There are three basic lessons about money that hold immense practical value in adulthood. They are the opportunity cost of money; emotional intelligence around money decisions; and the understanding that the value of money changes with time.
Consider the opportunity cost. Every rupee can be put to multiple uses. A child may not understand this if money decisions are made as if there is an insatiable amount that can be drawn from the ATM. That money is a limited resource is perhaps the most important lesson in adulthood. It is a mistake to assume that children will learn from managing household finances. That is too complex and requires balancing too many interests over which children have no control. The simplest tool is to provide an allowance specific to the expenses of the child and the leeway to make decisions.
Children will understand how to apportion the money between competing demands. They will also understand the emotions evoked by decisions such as giving away some of the money to a less privileged child, bearing an unfair share of expenses incurred with friends, and so on. Attitudes towards money are shaped by these experiences.

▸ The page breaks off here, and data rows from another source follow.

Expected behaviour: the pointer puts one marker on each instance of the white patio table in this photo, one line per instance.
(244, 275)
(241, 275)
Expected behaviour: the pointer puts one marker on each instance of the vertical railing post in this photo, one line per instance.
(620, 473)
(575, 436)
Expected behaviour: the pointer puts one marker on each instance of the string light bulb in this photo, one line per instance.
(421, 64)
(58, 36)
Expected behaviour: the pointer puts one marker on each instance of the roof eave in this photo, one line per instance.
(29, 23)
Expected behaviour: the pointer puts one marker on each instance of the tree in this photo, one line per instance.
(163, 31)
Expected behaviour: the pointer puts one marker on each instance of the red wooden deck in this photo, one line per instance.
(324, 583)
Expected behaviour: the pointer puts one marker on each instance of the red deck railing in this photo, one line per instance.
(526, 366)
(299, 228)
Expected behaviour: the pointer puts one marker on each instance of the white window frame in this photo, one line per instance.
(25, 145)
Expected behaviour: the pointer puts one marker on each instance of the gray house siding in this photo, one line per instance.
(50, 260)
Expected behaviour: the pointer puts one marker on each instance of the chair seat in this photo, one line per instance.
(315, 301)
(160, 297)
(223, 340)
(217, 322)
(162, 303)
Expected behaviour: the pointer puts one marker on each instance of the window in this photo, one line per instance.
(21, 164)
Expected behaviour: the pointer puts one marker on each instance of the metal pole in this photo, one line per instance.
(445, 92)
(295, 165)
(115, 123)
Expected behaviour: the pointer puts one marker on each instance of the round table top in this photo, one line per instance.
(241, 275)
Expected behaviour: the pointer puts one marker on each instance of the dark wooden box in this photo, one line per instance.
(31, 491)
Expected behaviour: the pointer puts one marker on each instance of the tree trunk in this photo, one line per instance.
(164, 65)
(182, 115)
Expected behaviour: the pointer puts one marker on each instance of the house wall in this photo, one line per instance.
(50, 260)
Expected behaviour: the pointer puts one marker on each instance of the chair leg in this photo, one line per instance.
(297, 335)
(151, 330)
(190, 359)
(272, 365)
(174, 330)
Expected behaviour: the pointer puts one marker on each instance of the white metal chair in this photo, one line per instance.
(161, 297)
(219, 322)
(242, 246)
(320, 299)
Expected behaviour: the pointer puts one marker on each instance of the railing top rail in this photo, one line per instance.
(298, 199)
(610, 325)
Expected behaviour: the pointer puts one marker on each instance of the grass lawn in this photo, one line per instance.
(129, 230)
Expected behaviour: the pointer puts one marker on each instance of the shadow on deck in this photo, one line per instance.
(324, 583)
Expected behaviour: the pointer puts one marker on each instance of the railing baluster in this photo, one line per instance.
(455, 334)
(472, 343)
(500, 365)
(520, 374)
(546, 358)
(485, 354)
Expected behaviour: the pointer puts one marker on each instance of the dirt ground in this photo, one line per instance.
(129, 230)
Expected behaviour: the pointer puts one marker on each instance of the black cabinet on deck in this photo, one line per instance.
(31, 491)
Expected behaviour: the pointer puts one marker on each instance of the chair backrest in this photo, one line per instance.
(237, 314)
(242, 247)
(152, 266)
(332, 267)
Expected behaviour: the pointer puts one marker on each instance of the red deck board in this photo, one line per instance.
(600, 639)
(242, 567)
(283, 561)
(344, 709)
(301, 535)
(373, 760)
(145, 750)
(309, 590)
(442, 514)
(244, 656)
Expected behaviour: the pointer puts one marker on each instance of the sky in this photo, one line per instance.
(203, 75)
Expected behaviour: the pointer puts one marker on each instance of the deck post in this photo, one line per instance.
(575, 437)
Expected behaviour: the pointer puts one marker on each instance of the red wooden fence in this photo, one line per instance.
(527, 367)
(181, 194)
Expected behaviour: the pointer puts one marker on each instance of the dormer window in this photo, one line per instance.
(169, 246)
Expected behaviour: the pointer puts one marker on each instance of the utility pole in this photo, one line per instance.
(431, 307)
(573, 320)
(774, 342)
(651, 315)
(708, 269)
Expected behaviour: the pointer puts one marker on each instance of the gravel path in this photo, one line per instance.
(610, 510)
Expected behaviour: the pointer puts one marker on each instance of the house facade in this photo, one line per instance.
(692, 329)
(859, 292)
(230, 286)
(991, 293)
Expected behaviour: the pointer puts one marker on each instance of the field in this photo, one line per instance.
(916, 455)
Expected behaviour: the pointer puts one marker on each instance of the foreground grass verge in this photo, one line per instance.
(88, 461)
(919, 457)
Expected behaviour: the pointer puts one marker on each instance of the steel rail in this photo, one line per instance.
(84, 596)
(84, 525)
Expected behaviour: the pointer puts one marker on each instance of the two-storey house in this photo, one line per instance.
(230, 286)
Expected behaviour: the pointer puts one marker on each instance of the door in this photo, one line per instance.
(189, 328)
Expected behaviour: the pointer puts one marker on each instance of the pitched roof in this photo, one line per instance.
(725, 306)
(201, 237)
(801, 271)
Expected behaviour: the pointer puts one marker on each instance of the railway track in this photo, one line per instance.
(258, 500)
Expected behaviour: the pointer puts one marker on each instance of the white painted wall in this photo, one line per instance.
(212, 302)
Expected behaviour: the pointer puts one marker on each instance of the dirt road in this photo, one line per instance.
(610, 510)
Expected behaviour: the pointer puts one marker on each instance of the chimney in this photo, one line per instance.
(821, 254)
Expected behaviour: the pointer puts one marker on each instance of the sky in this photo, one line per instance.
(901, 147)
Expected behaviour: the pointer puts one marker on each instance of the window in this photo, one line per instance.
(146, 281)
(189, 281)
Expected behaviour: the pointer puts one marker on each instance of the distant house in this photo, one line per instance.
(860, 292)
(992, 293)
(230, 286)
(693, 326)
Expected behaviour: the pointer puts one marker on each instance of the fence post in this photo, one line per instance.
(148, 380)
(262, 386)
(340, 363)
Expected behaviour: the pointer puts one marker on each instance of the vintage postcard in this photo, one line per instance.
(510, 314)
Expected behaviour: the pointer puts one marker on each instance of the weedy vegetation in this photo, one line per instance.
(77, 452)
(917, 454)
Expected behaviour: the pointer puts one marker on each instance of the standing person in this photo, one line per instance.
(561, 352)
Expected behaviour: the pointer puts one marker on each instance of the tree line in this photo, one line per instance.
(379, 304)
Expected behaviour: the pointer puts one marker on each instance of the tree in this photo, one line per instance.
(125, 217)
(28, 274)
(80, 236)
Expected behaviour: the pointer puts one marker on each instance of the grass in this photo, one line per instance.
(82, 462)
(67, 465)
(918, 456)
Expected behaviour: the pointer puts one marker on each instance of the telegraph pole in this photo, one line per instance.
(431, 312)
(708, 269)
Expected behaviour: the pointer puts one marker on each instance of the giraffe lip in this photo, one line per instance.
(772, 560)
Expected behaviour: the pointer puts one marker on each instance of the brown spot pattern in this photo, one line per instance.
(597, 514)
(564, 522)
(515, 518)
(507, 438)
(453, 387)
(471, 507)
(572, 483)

A more elaborate tool is to involve the child in expenses that are incurred exclusively for them. A very young child might be able to manage a budget for his or her birthday party. Making the decisions around food, decor, entertainment and return gifts are valuable lessons in opportunity cost. A more intensive version of this experiment involves allocating a yearly allowance for exclusive spends, and letting the child make decisions about toys, games and books, etc. The practicality of everyday decision making must be woven in to make it a worthwhile exercise.
The second learning about emotional intelligence will get woven into the spending decision. Being able to postpone the need for instant gratification is a valuable money skill. Credit card defaulters in adult life were children who had their way all the time. Or did not have to think about postponing a need. The is a developmental trait acquired with age. The context of a limited resource, provides the scope for this learning.
Involve your children in simple decisions. The family time for fun should not mean everything is unlimited. There are life lessons in learning to play within rules, especially if rules are set by consensus. Next holiday tell the family what the budget is, and let them make the decisions about how to fund travel, where to live and eat.
The only serious and intense lesson to learn about money is time value. How inflation erodes value and how growth enhances it. If you must teach the math, the concept and the science, teach just this with examples and illustrations. This is the only piece that needs to go into a formal curriculum. All else has to be learnt by the doing, with the parents, in a fun and real-life setting.